Having learned my lesson, I decided to slow down a bit, which was fairly easy.
"Road work next 10 miles... Be prepared to stop." I could feel my chances of making the
festival slipping away.
Exiting at 233a (11th st), and a left on Harmon put me at Buca. I parked, ran in, and asked the man at the front desk/podium/soap-box if he could see if a party was still in. He asked if I knew the name of the reservation, and I did (Chris Cotrell).
When you do something pathetic, like
wetting yourself, in middle-school, most people will laugh. In fact, everyone will laugh except for
two people: Your teacher, and a true best friend. If your best friend laughs, trust me, they're just a
proxy for the friend that you'll still talk to after college. Instead of laughing, your best friend will give you the "I'm really sorry that such a terrible thing has happened to you,
but I'm glad it's not me."
The host at Buca's gave me that very same look as he said, "They left about 10 minutes ago."

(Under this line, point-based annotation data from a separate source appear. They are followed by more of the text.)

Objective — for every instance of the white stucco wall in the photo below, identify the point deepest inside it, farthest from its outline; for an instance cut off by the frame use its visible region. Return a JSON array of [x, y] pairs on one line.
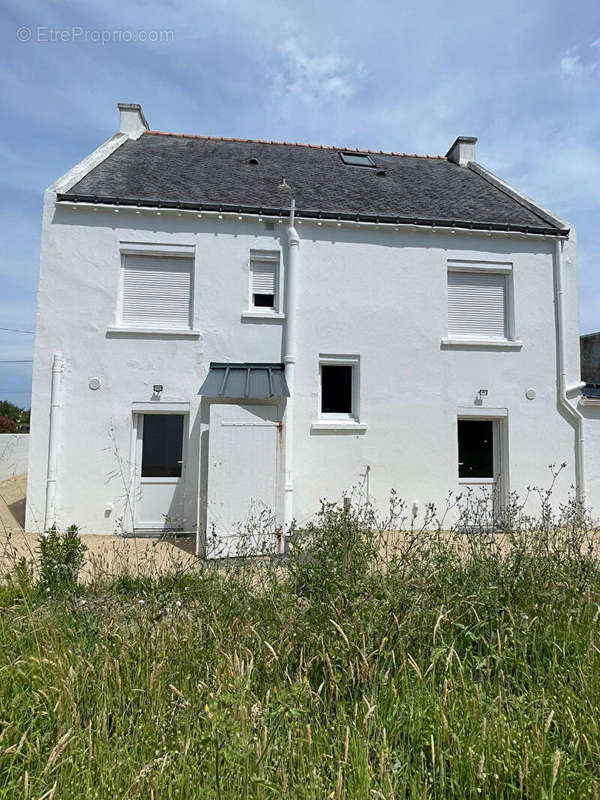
[[14, 448], [379, 294]]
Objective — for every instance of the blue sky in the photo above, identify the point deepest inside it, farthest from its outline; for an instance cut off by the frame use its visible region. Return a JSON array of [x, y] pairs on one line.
[[523, 77]]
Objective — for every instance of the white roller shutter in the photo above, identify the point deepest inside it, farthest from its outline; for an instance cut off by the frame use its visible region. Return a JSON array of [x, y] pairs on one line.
[[157, 292], [476, 305], [264, 277]]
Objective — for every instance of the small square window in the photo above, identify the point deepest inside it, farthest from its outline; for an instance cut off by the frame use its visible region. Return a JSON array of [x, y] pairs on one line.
[[339, 388], [357, 159], [263, 300]]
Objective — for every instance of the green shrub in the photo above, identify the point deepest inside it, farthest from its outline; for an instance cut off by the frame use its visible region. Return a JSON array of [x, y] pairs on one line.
[[61, 557]]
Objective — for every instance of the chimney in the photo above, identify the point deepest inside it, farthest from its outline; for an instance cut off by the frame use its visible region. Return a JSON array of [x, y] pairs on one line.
[[132, 120], [463, 150]]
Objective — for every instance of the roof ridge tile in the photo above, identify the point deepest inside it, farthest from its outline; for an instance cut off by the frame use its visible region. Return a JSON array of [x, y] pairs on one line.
[[290, 144]]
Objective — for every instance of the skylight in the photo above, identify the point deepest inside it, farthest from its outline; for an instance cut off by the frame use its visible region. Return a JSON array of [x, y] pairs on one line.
[[357, 159]]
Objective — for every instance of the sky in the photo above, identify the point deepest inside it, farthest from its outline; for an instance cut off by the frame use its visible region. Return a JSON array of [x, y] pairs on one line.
[[402, 76]]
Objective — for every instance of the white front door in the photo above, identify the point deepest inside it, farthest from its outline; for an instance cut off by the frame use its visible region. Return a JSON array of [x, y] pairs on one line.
[[243, 458], [480, 460], [160, 470]]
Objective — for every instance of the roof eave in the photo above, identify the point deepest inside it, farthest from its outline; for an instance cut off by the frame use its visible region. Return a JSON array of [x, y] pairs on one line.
[[316, 214]]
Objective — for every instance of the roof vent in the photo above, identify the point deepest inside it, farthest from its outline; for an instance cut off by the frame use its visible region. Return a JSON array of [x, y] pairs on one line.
[[357, 159], [132, 120], [462, 151]]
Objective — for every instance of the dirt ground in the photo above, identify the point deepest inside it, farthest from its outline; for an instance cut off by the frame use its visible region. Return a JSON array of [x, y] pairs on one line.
[[106, 555]]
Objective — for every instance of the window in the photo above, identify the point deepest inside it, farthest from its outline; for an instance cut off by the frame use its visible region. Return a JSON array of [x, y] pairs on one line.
[[357, 159], [156, 292], [336, 389], [475, 448], [339, 392], [162, 447], [264, 281], [478, 304]]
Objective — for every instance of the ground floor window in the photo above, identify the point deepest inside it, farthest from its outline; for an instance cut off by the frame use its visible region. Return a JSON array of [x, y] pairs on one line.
[[476, 448], [339, 387]]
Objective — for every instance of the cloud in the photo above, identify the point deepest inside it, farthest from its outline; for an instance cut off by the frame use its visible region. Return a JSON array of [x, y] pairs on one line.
[[314, 78], [574, 66], [570, 64]]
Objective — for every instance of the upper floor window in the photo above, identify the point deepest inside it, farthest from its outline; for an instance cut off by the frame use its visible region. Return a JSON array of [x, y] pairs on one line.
[[480, 302], [156, 291], [264, 281]]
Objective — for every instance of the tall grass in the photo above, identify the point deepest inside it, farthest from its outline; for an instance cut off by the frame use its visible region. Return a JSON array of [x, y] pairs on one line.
[[368, 664]]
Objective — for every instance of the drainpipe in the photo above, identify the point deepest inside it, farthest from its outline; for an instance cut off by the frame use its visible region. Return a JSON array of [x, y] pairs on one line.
[[289, 359], [563, 389], [55, 391]]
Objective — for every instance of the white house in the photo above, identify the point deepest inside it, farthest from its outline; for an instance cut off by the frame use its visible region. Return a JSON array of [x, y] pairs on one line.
[[227, 324]]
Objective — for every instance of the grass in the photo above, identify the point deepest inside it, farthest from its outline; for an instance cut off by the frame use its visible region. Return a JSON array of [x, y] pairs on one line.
[[447, 666]]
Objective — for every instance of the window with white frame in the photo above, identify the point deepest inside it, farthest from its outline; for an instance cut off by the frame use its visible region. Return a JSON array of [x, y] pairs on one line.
[[264, 281], [156, 291], [479, 302], [339, 388]]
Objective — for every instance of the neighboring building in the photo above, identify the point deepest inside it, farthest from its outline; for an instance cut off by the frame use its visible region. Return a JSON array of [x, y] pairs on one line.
[[414, 320], [589, 345]]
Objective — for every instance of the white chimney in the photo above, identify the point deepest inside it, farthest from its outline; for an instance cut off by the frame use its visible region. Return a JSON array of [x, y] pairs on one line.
[[463, 150], [132, 120]]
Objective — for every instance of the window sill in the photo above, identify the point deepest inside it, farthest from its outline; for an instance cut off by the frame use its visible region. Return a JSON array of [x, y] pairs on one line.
[[492, 344], [335, 426], [275, 315], [115, 330]]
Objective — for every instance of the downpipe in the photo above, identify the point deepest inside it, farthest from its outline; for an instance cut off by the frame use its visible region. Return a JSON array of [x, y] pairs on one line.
[[53, 434], [289, 359], [563, 388]]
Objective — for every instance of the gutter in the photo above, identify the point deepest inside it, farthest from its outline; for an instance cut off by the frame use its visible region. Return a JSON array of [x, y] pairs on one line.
[[316, 214], [563, 388]]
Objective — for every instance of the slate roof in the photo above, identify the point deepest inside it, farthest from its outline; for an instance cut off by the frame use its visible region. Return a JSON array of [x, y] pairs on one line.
[[172, 170]]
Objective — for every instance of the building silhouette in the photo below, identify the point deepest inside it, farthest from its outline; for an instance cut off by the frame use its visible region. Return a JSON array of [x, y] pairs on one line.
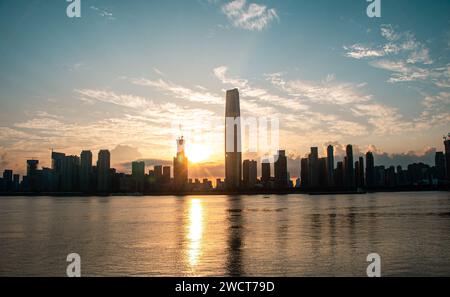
[[250, 175], [370, 170], [138, 175], [233, 152], [180, 166], [349, 175], [330, 165], [313, 168], [280, 170], [447, 156], [103, 171], [86, 171]]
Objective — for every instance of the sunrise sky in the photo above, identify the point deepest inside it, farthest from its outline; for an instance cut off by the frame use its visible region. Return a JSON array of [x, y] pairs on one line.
[[128, 74]]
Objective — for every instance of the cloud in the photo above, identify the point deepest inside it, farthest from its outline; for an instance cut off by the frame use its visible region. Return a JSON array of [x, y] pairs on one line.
[[253, 17], [328, 91], [259, 94], [104, 13], [180, 92], [404, 44]]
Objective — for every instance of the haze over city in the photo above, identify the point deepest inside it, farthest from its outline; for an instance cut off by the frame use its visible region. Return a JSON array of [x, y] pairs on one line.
[[132, 77]]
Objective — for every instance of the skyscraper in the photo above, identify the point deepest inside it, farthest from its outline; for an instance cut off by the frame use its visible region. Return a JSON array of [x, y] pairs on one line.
[[86, 171], [103, 171], [439, 161], [349, 176], [233, 153], [57, 168], [304, 173], [180, 166], [265, 172], [138, 174], [70, 169], [32, 174], [313, 168], [370, 170], [330, 165], [281, 174], [447, 155], [249, 174]]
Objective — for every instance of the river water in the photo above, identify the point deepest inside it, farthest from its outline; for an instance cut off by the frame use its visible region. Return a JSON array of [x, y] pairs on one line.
[[293, 235]]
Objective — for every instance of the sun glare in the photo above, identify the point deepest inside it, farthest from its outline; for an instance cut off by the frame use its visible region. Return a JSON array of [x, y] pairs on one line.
[[198, 152]]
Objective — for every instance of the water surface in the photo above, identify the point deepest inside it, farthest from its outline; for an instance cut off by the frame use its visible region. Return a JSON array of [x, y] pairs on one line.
[[295, 235]]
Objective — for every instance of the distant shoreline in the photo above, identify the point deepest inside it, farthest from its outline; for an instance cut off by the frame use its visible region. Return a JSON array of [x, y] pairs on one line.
[[222, 193]]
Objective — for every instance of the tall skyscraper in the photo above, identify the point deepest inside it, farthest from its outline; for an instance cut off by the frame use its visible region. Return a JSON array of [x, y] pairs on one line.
[[447, 155], [361, 179], [313, 170], [250, 175], [370, 170], [70, 169], [180, 166], [349, 176], [304, 173], [138, 174], [8, 180], [330, 165], [281, 174], [103, 171], [57, 170], [32, 174], [439, 161], [86, 171], [265, 171], [233, 152]]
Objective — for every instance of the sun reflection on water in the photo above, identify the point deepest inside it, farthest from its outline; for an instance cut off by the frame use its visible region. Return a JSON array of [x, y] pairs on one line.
[[195, 231]]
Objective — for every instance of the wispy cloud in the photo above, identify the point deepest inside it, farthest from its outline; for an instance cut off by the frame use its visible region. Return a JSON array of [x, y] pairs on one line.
[[252, 16], [328, 91], [104, 13]]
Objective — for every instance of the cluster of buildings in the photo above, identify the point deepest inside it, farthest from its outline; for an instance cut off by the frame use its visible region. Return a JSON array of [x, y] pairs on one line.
[[78, 174]]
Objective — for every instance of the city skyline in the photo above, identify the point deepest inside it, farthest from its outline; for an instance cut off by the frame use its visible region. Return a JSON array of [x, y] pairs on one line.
[[380, 84]]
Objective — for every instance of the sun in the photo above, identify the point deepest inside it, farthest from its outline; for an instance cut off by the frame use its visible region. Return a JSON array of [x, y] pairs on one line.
[[197, 152]]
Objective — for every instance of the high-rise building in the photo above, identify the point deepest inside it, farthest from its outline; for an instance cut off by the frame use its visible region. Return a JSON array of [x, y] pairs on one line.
[[86, 171], [180, 166], [166, 175], [138, 174], [330, 165], [250, 175], [280, 168], [304, 173], [370, 170], [313, 168], [349, 176], [439, 161], [158, 174], [447, 156], [323, 173], [339, 175], [359, 173], [70, 173], [32, 175], [57, 170], [265, 172], [103, 171], [8, 180], [233, 152]]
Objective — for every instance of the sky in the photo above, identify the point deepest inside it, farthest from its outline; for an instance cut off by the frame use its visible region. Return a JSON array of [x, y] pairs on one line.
[[131, 76]]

I thanked him and left Buca's, not knowing where
litmus' band would be playing (
Hamline). If only I could have found an
Internet Cafe. Both of the people that I know in Minneapolis were out of town, so I just drove around the one-way-for-a-block streets and circled Loring park a couple of times. I looked for a group of geeks, sure to stand out in a metropolitan population in excess of 2.5 million. I thought that they might have spent a spare hour or so playing on playground equipment, so I circled Loring park again (for a grand total of three times), but only Mac users would have had the dedication to puerile warm fuzziness necessary to brave the chilling rain and tree-toppling wind that laid waste to the Twin Cities all day. If anyone saw a bright Yellow Integra Type-R, complete with a moron inside, hot-lapping Loring park, that was me.
I had been driving around Minneapolis for an hour when I put my tail squarely between my legs and decided to drive home. The drive home proved to be relatively uneventful, until a thumb-sized screw assaulted one of my sparkly new tires (less than 1000 miles), turning a good portion of it into hamburger. I was over a hundred miles from home, and suddenly limited to 50mph by the bicycle-worthy spare. One helpful driver, seeing my
tardigrade cart, efforted to speed me up (white testing our current view of physics) with the momentum of photons. To that end, he drove behind me with his hi-beams on, no more than a car length back, for nearly an hour.
It took just over eight hours to make the 4.5 hour journey back from Minneapolis. What I had thought would be a
frabjous day, ended up being wholly dissapointing. I'll make the next one though.